Brendan Gahan, partner and social director at advertising agency Mekanism, agreed that a new baseline had been set even once things got back to “normal”. He said a big part of e-commerce is about reducing friction and helping people save time, which is a benefit that doesn’t go away even when people can shop safely in stores. they wish.
“Whenever the world returns to normal, that adoption base will be much higher than if the pandemic had never happened,” he said. “It might regress a bit at first. But there’s no turning back.”
Gahan said the pandemic may also have cemented influencer status for some marketers.
“Just from a production standpoint, there weren’t really a lot of options” for some traders at the start of the pandemic, he said. He said some brands that hadn’t worked much with creators took a chance. And the dollars started flowing even more to the creators: A report from influencer marketing platform CreatorIQ said sponsored posts were up 46.6% year-over-year during the post-Thanksgiving sales weekend.
The past year has been a “right place, right time” situation for We Are Rosie, a freelance marketing community founded by Stephanie Nadi Olson in 2018.
Forrester Research predict last year that the US ad agency industry would lay off 52,000 jobs in 2020 and 2021 amid spending cuts. Flexible marketing organizations were one place these workers could turn to.
“Covid accelerated the inevitable,” Olson said. “It was happening. What Covid did was kind of pour gasoline on the situation.”
The company has worked with major companies such as Bumble, WW, Nextdoor and LinkedIn, growing its annual projects by 25 in its first year. Olsen said he’s already on track to make 1,000 in 2021.
We Are Rosie’s talent base runs the gamut. Some do not live in major markets. Some are caregivers for family members. Some have medical problems or are terminally ill. Some are veterans. They represent racial, age, education and geographic diversity. This type of talent has often been excluded or disqualified from moving up the ranks of a predominantly white an industry that often wants its employees to sit in major markets.
“I think in a weird way we needed to be forced into it to really recognize that all the excuses and all the obstacles we would have [give as reasons] that it would never work” works now,” Olson said. She said the industry has traditionally assumed that creative work should be done with everyone in the same room.
“We saw it,” she said. “Creativity is thriving, and in broad strokes, we’re doing it, the work is still in progress.”
Olson believes the past year will mean a lasting change in the way the industry works. She believes that with talent wanting to work flexibly, brands wanting to work on projects, and agility on their side will equal some of those lasting shifts.
“I think the loss of the binary thinking of either in-house with full-time employees or giving it to an agency or a consultancy, I think it’s gone forever,” he said. she stated. “The rise of flexible talent…is here to stay.”

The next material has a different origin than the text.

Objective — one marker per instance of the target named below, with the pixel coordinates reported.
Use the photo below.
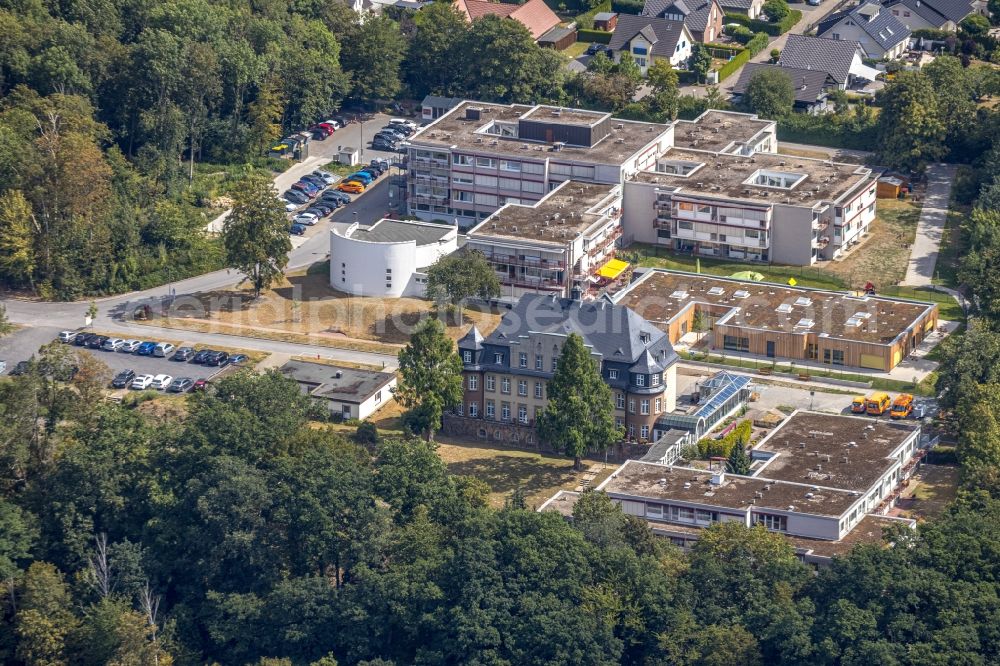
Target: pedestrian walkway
(930, 228)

Engine’s Cacy recently stated that the company conducted a national survey this showed that almost 80% of working mothers would like to continue working from home. Cacy said the company is considering flexible models that would allow for this.
“In an industry that’s trying to bring more women into leadership positions, in an industry where we’re trying to bring more diversity into the workforce, the idea of being able to offer that to employees and going to different markets outside of New York to find talent, especially diverse talent, there’s something really appealing about that,” she said.